CVPR'24 | NeRF新突破，启发式引导分割解决瞬态干扰

Source: 3D Vision Workshop

Add a small assistant: dddvision, note: direction + school/company + nickname, pull you into the group. At the end of the article, industry subdivisions are attached

论文题目：NeRF-HuGS: Improved Neural Radiance Fields in Non-static Scenes Using Heuristics-Guided Segmentation

作者:Jiahao Chen, Yipeng Qin等

作者机构：Sun Yat-sen University ,Cardiff University 等

Paper link: https://arxiv.org/pdf/2403.17537.pdf

Code Connection: https://cnhaox.github.io/NeRF-HuGS/

This paper introduces a new method called NeRF-HuGS that aims to improve the performance of neural radiance fields (NeRF) in non-static scenes. NeRF is known for its excellence in new perspective compositing and 3D scene reconstruction, but has problems dealing with transient disturbances such as moving objects or shadows. To solve this problem, the researchers proposed the "Heuristic Guided Segmentation" (HuGS) paradigm, which significantly enhances the separation of static scenes from transient interferers by combining hand-crafted heuristics and state-of-the-art segmentation models. They devised elaborate heuristics, including a fusion of kinematic structure-based (SfM)-based heuristics and color residual heuristics, to accommodate a variety of texture profiles. Experiments show that this method is superior and robust in mitigating the transient interference of NeRF trained in non-static scenes.
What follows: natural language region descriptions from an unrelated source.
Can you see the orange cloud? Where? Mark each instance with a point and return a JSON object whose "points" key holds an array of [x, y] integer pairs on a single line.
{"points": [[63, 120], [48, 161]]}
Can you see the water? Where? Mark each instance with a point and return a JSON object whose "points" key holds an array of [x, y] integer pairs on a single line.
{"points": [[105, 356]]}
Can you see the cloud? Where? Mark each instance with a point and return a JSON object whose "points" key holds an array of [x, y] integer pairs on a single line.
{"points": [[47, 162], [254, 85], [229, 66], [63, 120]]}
This paper proposes a novel method to solve the transient interference problem common in NeRF training, which is of great significance for improving the applicability and robustness of NeRF models in the real world. By combining manual heuristics and semantic segmentation models, the method is able to accurately identify and segment transient interferences without any prior knowledge. The innovation of this approach lies in its combination of the advantages of different heuristics and models to achieve efficient handling of transient disturbances in complex scenes. Experimental results show that the proposed method has achieved significant improvement in perspective synthesis and segmentation tasks, and proves its potential in practical application. Overall, the method proposed in this paper provides an effective way to improve the performance of NeRF models in non-static scenes, and has certain enlightening significance for promoting research in the field of 3D scene reconstruction and perspective synthesis.
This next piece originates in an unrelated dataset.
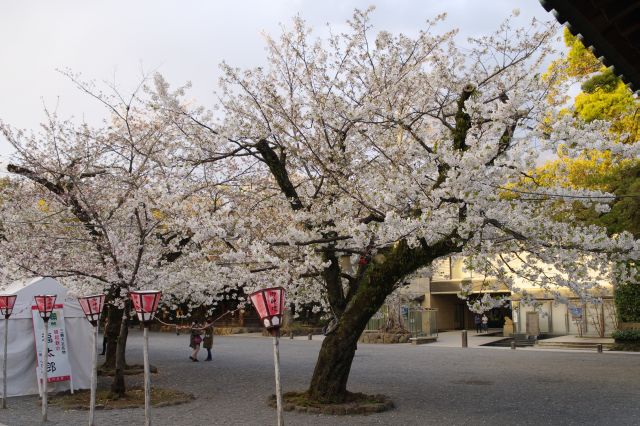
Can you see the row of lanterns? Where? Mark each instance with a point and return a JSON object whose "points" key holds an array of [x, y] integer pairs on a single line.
{"points": [[268, 302]]}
This paper introduces a new method called NeRF-HuGS to improve the performance of neural radiance fields (NeRF) in non-static scenes. NeRF is a technique that has made remarkable achievements in the synthesis of new perspectives, but is prone to undesirable artifacts when dealing with transient interferences such as moving objects or shadows. To solve this problem, this paper proposes a method called Heuristic Guided Segmentation (HuGS), which significantly enhances the separation of static scenes from transient interferers by combining the advantages of hand-crafted heuristics and state-of-the-art segmentation models. Specifically, the method is able to effectively identify static elements under various texture profiles by fusing kinematic structure-based heuristics and color residual heuristics. Experimental results show that the NeRF-HuGS method has excellent performance and robustness in mitigating transient interferences, and significantly improves the effect of NeRF training in non-static scenes.
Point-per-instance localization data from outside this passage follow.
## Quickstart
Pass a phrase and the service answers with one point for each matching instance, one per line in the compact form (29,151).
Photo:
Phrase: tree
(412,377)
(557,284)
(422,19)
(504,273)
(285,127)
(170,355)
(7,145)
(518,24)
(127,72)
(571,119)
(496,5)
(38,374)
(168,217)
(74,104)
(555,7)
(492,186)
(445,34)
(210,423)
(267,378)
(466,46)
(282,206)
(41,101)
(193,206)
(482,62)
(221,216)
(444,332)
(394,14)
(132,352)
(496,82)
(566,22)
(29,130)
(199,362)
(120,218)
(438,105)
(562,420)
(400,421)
The contribution to this article is:

A new paradigm called "heuristic guided segmentation" is proposed to improve NeRF trained in non-static scenes, which draws on the advantages of hand-crafted heuristics and state-of-the-art segmentation models to accurately distinguish between static scenes and transient interferences.
The heuristic design is studied in depth, and a seamless fusion of SfM-based heuristics and color residual heuristics is proposed to capture a wide range of static scene elements under various texture profiles, providing robust performance and superior results in mitigating transient interferences.
A large number of experimental results show that the proposed method produces clear and accurate static and transient separation results close to the ground reality, and significantly improves the NeRF trained in non-static scenes.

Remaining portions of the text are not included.